WP: Schon als Teenager ging ich oft ins Museum, und als ich erfolgreicher wurde, begann ich Pop Art zu sammeln. Meine erste große Anschaffung waren Warhols Marilyns, die Siebdruck Serie. Irgendwann besaß ich dann vierundzwanzig Warhols, vier Lichtensteins, drei Oldenburgs, zwei Jim Dines, zwei Rushas, einen Jasper Johns und eine Nancy Grossman sowie einige Arbeiten unbekannterer Künstler. Ich kannte die New Yorker Kunst Szene ziemlich gut. Als ich 1974 nach Kalifornien zog, habe ich mit dem Sammeln so gut wie aufgehört. Ich schätze viele der West-Coast Künstler, war aber nie so in der Szene beheimatet wie in New York.
HS: Wie sehr hat sich die Arbeit als Choreograf auf die Inszenierung Ihrer Filme ausgewirkt? Waren Sie als Bühnenmensch überhaupt am Kino allgemein interessiert?

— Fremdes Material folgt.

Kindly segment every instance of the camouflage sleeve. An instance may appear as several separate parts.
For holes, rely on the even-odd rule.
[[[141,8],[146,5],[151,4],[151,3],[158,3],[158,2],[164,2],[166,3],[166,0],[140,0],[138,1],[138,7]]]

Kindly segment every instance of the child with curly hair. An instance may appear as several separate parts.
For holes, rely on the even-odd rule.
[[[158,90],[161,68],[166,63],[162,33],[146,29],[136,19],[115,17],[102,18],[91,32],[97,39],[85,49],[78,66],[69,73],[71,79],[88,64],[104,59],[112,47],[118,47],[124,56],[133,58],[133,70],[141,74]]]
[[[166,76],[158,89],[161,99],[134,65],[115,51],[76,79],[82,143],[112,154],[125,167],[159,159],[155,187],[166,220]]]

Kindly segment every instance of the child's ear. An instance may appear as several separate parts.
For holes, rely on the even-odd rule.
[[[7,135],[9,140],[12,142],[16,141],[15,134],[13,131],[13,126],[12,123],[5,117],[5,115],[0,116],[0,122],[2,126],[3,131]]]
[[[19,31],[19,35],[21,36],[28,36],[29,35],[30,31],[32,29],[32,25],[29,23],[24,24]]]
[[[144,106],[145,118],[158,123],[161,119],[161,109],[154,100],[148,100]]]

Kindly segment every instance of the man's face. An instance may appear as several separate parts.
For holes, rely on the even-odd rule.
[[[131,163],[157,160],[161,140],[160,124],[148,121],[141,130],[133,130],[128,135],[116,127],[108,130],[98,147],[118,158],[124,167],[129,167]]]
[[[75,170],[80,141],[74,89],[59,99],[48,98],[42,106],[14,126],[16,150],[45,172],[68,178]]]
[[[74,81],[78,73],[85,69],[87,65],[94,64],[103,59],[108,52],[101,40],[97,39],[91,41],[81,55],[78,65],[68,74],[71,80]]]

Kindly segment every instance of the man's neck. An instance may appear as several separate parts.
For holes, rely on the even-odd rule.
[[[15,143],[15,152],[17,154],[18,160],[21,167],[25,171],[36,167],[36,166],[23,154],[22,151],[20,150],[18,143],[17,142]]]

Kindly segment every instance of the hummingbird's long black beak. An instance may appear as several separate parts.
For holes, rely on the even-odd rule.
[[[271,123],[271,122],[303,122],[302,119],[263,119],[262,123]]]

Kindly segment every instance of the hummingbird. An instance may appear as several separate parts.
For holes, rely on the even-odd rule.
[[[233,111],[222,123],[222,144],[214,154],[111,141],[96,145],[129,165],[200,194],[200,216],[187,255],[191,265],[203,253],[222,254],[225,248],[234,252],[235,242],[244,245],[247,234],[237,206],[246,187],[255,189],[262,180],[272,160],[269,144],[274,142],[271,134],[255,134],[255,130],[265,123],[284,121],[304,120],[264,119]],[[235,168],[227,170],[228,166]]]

WP: Die Ausbildung und der Tanz im Ballet Russe in den Jahren 1957 & 1958 hatten einen großen Einfluss auf die künstlerische Richtung, die ich einschlug. Ich war dabei, ein ziemlich bekannter Choreograph zu werden, als ich Bits machte. Doch der Erfolg des Films in Verbindung mit der Tatsache, dass ich meinen Namen stolz über den Titel eines Sex-Films setzte, war der Sargnagel für meine Theater-Karriere. Der wichtigste Einfluss aus meiner Arbeit am Theater ist die Musik, die ich als Begleitung für meine sexuellen Ausschweifungen auswählte. Plötzlich hatten die Leute Sex zu klassischer Musik anstatt zu Rock oder so. Es war eine romantische Phase.
HS: Boys In the Sand merkt man Ihre Musikalität an. Der Film hat etwas von einer locker improvisierten Jazz-Session; die Atmosphäre erinnert an den Film Jazz on a Summer’s Day. Über die letzte Episode in Boys In the Sand sagen Sie: „Sie spielten einander wie Instrumente“…
WP: Da ich keine Dialoge verwende, ist Musik äußerst wichtig in meinen Filmen. Die Musik bestimmt die Stimmung jeder Episode. Man kann sie variieren, wie ich es in Bits gemacht habe. Von Debussy über die Beach Boys zu indischer Musik. Der jeweilige Sound passt sehr gut zu seiner Episode und hebt die Szenen von einander ab.
HS: Boys In the Sand war ein großer Erfolg. Konnten Sie mit den weiteren Projekte daran anknüpfen oder waren die Porno-Filme zunächst ein „Hobby“ neben der Bühnenkarriere?
WP: Wie gesagt, nach dem Erfolg von Bits hatte ich keine andere Wahl, als auf dem einmal eingeschlagenen Weg zu bleiben. Ich verdiente in kurzer Zeit eine Menge Geld und begann sofort mit der Produktion von Bijou. Der Film wurde genau zehn Monate nach Bits veröffentlicht und war ein ebenso großer Erfolg. Es kamen keine Angebote mehr vom Theater. Es war, als wäre ich jemand anderer geworden und Wakefield Poole, der Broadway Tänzer und Choreograph, sei gestorben. Die meisten meiner schwulen Freunde blieben, aber ich hörte nur noch sehr wenig von meinen heterosexuellen Freunden am Theater.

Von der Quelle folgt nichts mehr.